Следующий своеобразный персонаж — Хохуля, сексуальный мистик и сатанист, постоянно впадающий в прострацию. Он присутствует в трагедии как статист, не произнёсший ни единого слова на протяжении всего действия пьесы. Его присутствие напоминает отсутствие и непричастность ко всему, что вокруг него. Лишь единожды «палата оглушается криком, никем в палате ещё не слыханным» 43. Это вопль бедолаги Хохули во время высоковольтного электрошока, осуществляемого доктором Ранинсоном. И умирает Хохуля первым из всех пациентов палаты, «выпив-то всего-навсего грамм 115» 44.
Из многих критиков и литературоведов Лиля Панн [406]чуть ли не единственная заявила: «У Венедикта Ерофеева трагедию “Вальпургиева ночь, или Шаги Командора” я люблю больше “Москвы — Петушков”. Вернее, “Петушки” с Веничкой люблю, а “Вальпургиеву” с Гуревичем обожаю» 45.
Прочитав эссе Лили Панн «Трагедия в двух жанрах — Венедикта Ерофеева и Иосифа Бродского.
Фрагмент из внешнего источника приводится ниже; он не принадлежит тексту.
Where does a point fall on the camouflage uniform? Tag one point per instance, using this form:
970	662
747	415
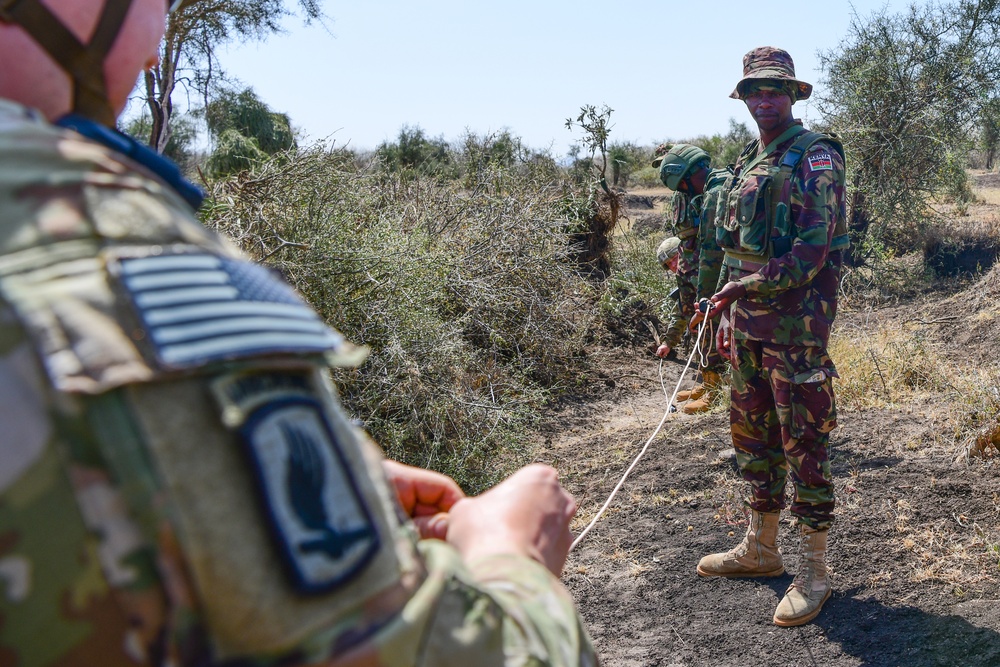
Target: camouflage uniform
710	255
783	406
686	213
179	483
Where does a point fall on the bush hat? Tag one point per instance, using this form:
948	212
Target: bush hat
770	62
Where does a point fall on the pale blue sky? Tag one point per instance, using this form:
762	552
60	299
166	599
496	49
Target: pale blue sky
666	68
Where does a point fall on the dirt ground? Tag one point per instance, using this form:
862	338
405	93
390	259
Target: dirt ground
915	549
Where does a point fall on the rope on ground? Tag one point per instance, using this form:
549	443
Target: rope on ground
705	324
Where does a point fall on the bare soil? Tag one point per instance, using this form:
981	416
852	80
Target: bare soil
915	549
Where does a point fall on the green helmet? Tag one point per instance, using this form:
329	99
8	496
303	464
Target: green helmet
667	250
680	161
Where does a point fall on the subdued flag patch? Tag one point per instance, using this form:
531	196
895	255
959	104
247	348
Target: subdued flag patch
198	307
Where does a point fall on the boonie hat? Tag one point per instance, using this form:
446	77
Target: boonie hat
770	62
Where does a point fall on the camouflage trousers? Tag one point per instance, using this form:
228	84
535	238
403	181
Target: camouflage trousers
687	276
782	412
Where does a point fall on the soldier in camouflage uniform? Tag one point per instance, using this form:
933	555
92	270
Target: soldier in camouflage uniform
685	170
178	483
783	230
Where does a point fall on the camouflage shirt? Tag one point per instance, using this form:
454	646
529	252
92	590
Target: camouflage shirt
792	297
179	485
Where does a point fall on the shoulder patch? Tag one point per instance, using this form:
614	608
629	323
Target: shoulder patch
820	162
318	519
196	308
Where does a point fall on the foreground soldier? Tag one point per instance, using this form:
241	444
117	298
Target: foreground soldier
685	170
783	235
178	484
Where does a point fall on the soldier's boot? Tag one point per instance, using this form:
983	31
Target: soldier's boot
702	402
694	392
756	556
811	587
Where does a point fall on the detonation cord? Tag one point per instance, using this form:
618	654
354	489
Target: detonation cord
705	324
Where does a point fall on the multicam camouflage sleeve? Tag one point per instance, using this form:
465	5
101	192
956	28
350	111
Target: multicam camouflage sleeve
179	484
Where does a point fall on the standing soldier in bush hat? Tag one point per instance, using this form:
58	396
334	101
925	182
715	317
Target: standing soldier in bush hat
178	482
685	170
784	232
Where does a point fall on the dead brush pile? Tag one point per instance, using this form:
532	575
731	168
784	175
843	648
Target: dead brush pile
461	290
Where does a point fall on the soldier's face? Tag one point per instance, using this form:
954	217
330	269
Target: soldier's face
770	107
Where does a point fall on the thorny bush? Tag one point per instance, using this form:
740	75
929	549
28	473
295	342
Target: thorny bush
460	290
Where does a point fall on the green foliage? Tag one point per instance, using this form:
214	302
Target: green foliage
413	153
595	123
188	50
625	158
906	91
181	146
245	131
636	292
464	296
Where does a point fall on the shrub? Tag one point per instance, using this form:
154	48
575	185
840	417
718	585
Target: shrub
464	297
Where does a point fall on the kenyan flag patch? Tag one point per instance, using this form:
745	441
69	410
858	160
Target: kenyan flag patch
820	162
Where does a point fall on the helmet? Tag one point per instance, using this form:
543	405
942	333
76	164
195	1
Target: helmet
667	251
680	161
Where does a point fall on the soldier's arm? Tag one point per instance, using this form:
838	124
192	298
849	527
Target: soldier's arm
816	199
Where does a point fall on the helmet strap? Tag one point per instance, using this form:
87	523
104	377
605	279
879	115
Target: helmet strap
84	63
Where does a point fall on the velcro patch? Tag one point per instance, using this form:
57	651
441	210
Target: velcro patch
318	518
199	307
820	162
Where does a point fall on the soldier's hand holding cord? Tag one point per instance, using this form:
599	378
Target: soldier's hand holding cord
527	514
426	496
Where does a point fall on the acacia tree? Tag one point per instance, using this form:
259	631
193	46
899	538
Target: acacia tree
905	91
245	131
592	239
188	50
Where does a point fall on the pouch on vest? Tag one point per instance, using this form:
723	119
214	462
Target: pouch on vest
753	213
682	227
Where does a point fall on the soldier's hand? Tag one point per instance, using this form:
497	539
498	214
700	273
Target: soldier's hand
729	293
426	496
527	514
723	340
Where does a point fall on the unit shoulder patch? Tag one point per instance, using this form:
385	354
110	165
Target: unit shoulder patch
318	519
820	162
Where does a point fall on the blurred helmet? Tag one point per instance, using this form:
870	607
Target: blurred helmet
667	251
679	162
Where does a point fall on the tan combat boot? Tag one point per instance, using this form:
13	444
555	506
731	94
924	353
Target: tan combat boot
701	401
756	556
811	586
694	392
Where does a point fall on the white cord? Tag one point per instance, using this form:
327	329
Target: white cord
670	403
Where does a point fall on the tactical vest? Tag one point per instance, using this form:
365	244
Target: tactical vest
746	218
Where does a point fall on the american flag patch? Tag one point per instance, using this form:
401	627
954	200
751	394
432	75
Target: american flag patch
820	162
200	307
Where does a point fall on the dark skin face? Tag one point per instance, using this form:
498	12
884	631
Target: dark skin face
771	109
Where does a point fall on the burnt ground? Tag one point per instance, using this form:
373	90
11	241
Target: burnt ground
914	550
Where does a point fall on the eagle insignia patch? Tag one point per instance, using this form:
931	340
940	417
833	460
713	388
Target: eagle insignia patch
318	518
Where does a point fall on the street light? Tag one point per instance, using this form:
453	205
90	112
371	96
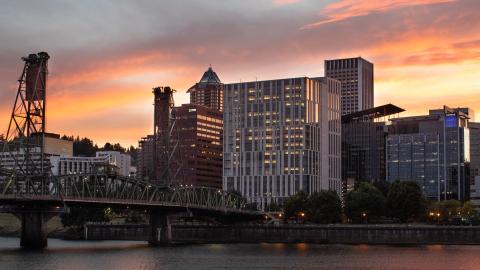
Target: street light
364	215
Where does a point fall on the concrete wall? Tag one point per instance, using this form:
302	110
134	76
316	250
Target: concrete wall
338	234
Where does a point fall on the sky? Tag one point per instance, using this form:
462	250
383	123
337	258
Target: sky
106	56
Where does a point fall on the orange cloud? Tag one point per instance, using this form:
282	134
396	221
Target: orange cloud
345	9
284	2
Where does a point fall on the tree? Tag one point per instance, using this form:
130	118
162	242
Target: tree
405	200
324	207
383	186
296	204
446	210
364	202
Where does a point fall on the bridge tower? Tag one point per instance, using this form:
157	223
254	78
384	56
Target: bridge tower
24	141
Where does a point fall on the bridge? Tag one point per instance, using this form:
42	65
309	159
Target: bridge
36	201
33	194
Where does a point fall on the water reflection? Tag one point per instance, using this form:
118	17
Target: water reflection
107	255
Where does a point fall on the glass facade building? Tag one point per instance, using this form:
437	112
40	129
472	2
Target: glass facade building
434	151
282	136
364	136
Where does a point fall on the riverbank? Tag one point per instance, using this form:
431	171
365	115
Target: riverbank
321	234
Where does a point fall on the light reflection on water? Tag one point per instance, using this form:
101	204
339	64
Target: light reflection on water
109	255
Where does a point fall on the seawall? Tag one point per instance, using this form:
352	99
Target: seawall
334	234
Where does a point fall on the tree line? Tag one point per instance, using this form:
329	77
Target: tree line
85	147
380	202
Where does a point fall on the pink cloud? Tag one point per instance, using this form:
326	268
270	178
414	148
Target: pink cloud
284	2
345	9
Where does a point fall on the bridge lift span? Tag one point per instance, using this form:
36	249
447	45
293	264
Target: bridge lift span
28	190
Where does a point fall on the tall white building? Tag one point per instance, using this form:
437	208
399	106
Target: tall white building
122	161
356	76
282	136
63	165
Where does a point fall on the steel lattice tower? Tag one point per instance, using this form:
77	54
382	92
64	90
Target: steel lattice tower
24	139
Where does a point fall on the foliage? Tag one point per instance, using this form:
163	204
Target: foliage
324	207
405	200
453	212
383	186
273	207
296	204
78	216
85	147
364	202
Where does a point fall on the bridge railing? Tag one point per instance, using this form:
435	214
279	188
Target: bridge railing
108	187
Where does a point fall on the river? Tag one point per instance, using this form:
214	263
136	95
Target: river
119	255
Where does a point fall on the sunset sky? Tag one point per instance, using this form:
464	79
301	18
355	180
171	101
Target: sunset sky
107	55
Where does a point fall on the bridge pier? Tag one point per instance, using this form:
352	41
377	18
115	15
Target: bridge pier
34	230
160	232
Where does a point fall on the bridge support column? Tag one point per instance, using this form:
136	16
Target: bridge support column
160	229
34	230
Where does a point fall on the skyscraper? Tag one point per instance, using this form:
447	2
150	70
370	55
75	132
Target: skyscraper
432	150
356	76
197	139
281	137
208	91
364	136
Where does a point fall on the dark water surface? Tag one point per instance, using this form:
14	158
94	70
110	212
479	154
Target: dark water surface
106	255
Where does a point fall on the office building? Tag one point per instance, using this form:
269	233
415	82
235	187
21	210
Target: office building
208	91
64	165
432	150
281	137
197	143
123	162
145	158
364	136
356	76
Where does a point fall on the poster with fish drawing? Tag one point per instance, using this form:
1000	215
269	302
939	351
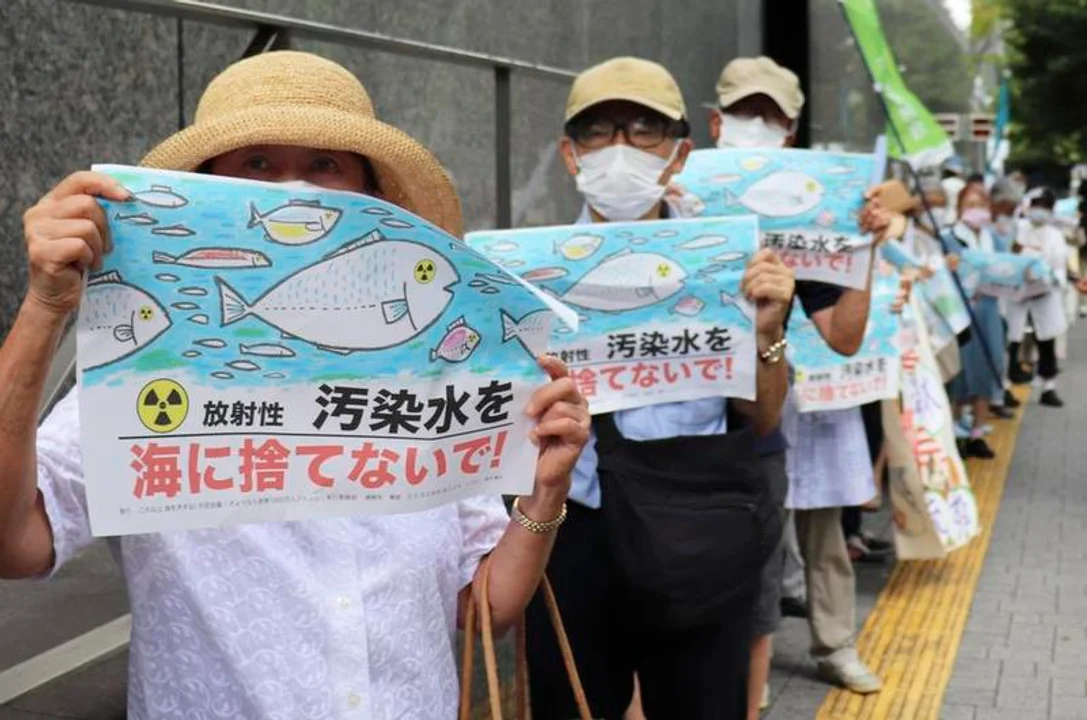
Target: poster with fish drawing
1004	274
808	203
661	317
286	352
824	380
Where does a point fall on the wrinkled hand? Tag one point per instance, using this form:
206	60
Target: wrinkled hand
66	235
770	284
562	427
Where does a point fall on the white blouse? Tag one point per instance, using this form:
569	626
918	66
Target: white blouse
342	618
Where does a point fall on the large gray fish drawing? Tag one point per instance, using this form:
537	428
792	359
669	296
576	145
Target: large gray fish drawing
298	222
627	281
117	319
367	295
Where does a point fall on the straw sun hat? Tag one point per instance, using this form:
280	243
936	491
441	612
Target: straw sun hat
299	99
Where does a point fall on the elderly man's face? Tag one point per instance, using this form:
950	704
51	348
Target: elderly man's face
278	163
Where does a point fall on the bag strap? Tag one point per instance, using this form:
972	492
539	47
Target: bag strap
521	662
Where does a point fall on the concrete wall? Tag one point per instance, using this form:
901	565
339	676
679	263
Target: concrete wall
82	85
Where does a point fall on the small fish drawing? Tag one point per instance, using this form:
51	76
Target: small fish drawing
136	219
459	343
502	246
727	257
174	231
530	330
370	294
217	258
119	319
578	247
266	350
541	274
702	241
754	163
626	281
299	222
161	196
784	194
689	306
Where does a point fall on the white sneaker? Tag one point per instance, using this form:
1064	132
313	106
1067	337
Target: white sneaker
846	669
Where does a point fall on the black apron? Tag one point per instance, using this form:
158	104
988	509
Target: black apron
690	521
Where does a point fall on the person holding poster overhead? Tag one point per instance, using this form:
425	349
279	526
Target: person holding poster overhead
1046	309
759	103
351	617
678	616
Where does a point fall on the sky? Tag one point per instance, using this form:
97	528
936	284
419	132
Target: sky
960	12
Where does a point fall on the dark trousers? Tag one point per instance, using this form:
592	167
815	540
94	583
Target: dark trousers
1047	358
697	674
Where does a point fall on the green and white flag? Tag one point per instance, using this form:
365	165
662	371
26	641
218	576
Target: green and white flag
919	139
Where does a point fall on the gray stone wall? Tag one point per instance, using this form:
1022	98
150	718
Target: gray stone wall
80	85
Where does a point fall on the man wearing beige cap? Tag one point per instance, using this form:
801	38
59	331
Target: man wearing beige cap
341	618
654	571
759	103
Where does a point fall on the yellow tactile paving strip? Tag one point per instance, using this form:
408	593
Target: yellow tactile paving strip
911	637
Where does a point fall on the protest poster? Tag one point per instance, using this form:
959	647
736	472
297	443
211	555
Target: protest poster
824	380
935	510
257	352
661	315
1004	274
808	203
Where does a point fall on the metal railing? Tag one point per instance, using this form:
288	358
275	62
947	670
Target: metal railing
273	32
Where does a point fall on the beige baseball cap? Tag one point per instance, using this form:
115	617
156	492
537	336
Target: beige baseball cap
746	76
627	78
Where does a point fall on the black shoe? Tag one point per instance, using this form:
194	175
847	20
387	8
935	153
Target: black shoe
978	448
1020	376
794	608
1050	399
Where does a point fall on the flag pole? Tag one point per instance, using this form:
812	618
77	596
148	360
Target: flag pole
945	246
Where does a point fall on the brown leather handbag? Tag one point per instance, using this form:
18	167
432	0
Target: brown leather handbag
521	665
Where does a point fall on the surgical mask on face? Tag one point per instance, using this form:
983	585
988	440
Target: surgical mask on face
749	133
622	183
1039	215
976	218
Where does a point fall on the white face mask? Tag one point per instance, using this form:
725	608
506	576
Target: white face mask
622	183
1039	215
749	133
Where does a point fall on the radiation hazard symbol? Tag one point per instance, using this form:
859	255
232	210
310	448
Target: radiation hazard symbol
162	406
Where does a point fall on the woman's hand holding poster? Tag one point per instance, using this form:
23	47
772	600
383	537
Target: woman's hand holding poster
257	352
661	314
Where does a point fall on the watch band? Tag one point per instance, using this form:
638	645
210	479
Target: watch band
534	526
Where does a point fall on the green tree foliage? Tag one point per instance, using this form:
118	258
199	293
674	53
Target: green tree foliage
1047	57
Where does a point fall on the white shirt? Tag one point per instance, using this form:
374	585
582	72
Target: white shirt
342	618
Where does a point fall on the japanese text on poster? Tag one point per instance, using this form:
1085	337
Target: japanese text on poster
662	318
259	352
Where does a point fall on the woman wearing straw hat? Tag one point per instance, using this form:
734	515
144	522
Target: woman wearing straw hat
341	618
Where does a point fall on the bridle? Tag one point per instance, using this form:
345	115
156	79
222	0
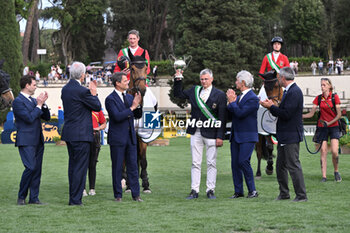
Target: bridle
275	97
136	82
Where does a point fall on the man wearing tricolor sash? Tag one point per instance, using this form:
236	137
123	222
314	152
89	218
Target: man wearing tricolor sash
208	104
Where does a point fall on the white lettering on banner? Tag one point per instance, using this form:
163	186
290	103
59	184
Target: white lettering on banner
192	123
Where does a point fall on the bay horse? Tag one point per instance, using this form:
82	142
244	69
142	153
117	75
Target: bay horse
138	74
6	97
264	147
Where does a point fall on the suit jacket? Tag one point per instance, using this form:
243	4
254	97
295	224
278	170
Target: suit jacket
121	120
78	103
28	123
216	102
244	118
289	113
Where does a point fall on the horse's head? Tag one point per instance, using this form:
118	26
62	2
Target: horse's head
272	86
138	73
5	91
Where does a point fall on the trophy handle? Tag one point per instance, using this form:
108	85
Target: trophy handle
172	57
188	59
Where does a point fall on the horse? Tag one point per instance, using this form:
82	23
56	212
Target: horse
138	74
6	97
264	147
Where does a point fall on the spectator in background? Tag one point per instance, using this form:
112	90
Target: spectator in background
327	125
98	124
320	67
313	67
338	66
330	66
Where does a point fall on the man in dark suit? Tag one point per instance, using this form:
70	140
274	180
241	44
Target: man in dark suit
244	133
207	104
29	139
122	108
289	135
78	103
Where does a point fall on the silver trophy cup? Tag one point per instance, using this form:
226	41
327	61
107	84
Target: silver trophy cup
180	64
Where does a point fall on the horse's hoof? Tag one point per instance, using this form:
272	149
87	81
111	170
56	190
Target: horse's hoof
269	172
147	191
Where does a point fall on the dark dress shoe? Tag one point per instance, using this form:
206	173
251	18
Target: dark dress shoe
138	199
237	195
300	199
280	198
21	201
253	194
192	195
210	194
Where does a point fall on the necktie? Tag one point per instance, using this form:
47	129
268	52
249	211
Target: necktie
284	94
124	99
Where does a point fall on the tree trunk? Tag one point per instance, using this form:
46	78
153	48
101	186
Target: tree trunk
28	32
161	29
35	37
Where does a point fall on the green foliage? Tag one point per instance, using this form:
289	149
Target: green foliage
345	140
303	24
220	35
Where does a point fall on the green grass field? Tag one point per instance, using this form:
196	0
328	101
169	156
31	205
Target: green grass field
166	210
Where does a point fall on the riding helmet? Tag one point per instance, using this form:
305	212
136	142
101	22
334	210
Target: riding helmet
123	62
277	39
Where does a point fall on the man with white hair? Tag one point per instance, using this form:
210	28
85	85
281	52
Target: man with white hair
78	103
208	104
244	133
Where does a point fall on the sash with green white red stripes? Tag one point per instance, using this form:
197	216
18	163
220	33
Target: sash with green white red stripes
272	63
203	107
125	53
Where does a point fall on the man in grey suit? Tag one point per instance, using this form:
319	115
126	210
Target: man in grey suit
78	103
289	135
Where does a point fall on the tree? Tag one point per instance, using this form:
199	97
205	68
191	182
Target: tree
10	46
224	36
148	17
303	26
81	28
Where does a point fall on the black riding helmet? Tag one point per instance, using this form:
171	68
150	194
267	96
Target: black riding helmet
277	39
123	62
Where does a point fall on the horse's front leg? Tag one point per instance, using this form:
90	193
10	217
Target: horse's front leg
258	150
142	161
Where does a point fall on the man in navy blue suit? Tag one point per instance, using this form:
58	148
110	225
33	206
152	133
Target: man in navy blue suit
29	139
122	108
289	136
207	104
78	103
244	133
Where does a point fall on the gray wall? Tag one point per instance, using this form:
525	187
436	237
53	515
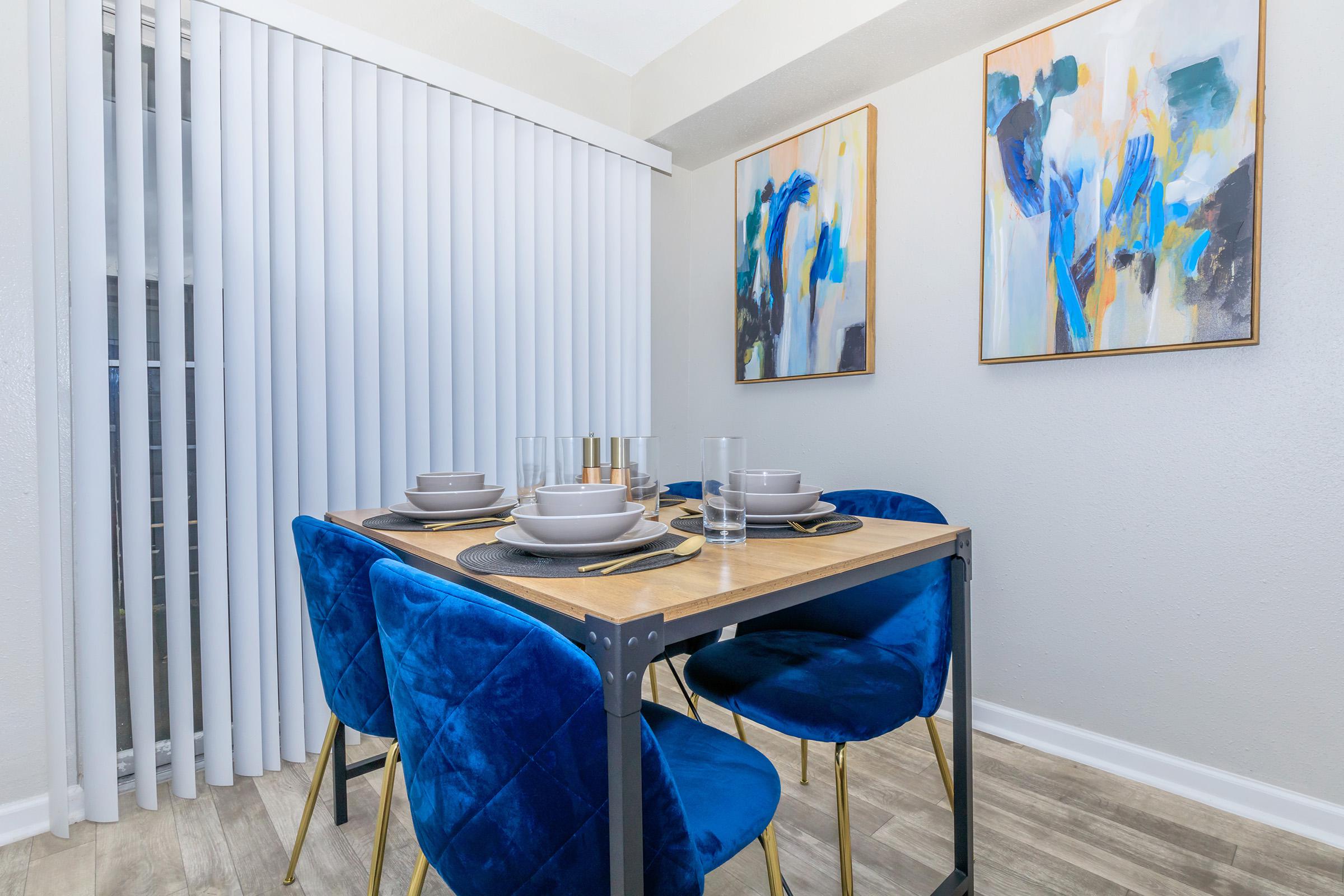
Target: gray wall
1158	536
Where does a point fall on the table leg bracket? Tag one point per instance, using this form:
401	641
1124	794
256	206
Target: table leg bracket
623	651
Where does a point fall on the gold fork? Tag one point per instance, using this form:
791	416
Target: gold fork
812	530
440	527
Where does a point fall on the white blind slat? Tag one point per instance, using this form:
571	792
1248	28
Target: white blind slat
284	391
563	277
440	287
209	324
338	190
391	285
416	246
600	314
483	287
48	366
617	370
268	632
644	289
241	388
368	484
133	399
311	336
525	284
632	359
89	412
581	327
505	327
463	284
543	280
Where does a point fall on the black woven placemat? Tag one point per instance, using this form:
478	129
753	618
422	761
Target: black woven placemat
398	523
501	559
693	524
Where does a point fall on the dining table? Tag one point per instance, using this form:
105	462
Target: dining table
624	621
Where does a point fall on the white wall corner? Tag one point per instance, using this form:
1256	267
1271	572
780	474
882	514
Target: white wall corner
29	817
1241	796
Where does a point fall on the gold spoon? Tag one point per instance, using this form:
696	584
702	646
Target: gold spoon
812	530
438	527
683	550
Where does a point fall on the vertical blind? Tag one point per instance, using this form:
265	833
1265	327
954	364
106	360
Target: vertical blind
360	277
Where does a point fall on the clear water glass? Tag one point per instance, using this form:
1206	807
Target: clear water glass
569	459
725	511
643	452
531	466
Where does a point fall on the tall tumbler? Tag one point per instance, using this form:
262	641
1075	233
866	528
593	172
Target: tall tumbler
531	466
643	452
725	510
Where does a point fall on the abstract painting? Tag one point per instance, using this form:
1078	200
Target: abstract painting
1121	183
804	253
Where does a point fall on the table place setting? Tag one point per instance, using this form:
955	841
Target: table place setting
578	530
743	501
442	501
К 80-летию Венедикта Ерофеева», я воспрянул духом — не один я оказался таким проницательным!
Эту главу я завершу обширной выпиской из эссе Лили Панн:
«Гуревич, полурусский-полуеврей, чего вполне достаточно, чтобы медперсонал и пациенты психушки числили его в жиденках, попадает в дурдом “по подозрению в суперменстве”. “Вы правы до таких-то степеней: / Да, да. Сверхчеловек я, и ничто / Сверхчеловеческое мне не чуждо”. Говорит ли он прозой или переходит на ямбы (жанр-то трагедия!), Гуревич смертельно несерьёзен, но в иные сумеречные моменты и он раскрывает свою душу:
Я, громкий отрок, не подозревал,
Что есть людское, жидовское горе.
И горе титаническое...
“Горе титаническое”, противопоставленное “людскому” (через запятую с “жидовским”: “ибо для каждого, кто не гад, / Еврейский погром — / Жизнь”; Цветаева была любимым поэтом Ерофеева, как и Бродского), ведёт к титану Прометею, принёсшему человечеству огонь.
Выходит, Гуревич, укравший у властей дурдома “огненную воду”, играет роль Прометея в высокой пародии, одном из планов “Вальпургиевой ночи...”. Смертельно серьёзный Гуревич открывает свой замысел: “...внести рассвет в сумерки этих душ, зарешеченных здесь до конца дней”. Не получилось, рок в белых халатах сыграл свою роль. Получилось у Ерофеева. Получился нетипичный образ “еврея”, этакий гусар духа и души, широкая еврейская натура. До этого русского (Ерофеева то есть) подлинного еврея в литературе не было (из впечатлений некоторых читателей в “Континенте”). Подозреваю, что образ пришёлся по душе Бродскому, тоже не узкой натуре, расширившей собственное еврейство до общечеловеческого начала в самосознании: на вопрос в интервью, чувствует ли он себя “евреем”, поэт отвечал, что чувствует себя человеком. Аналогично человек Венедикт Ерофеев чувствовал себя “евреем”. Судьба еврейского народа занимала Ерофеева с юношеских лет, как о том свидетельствуют его записные книжки [407].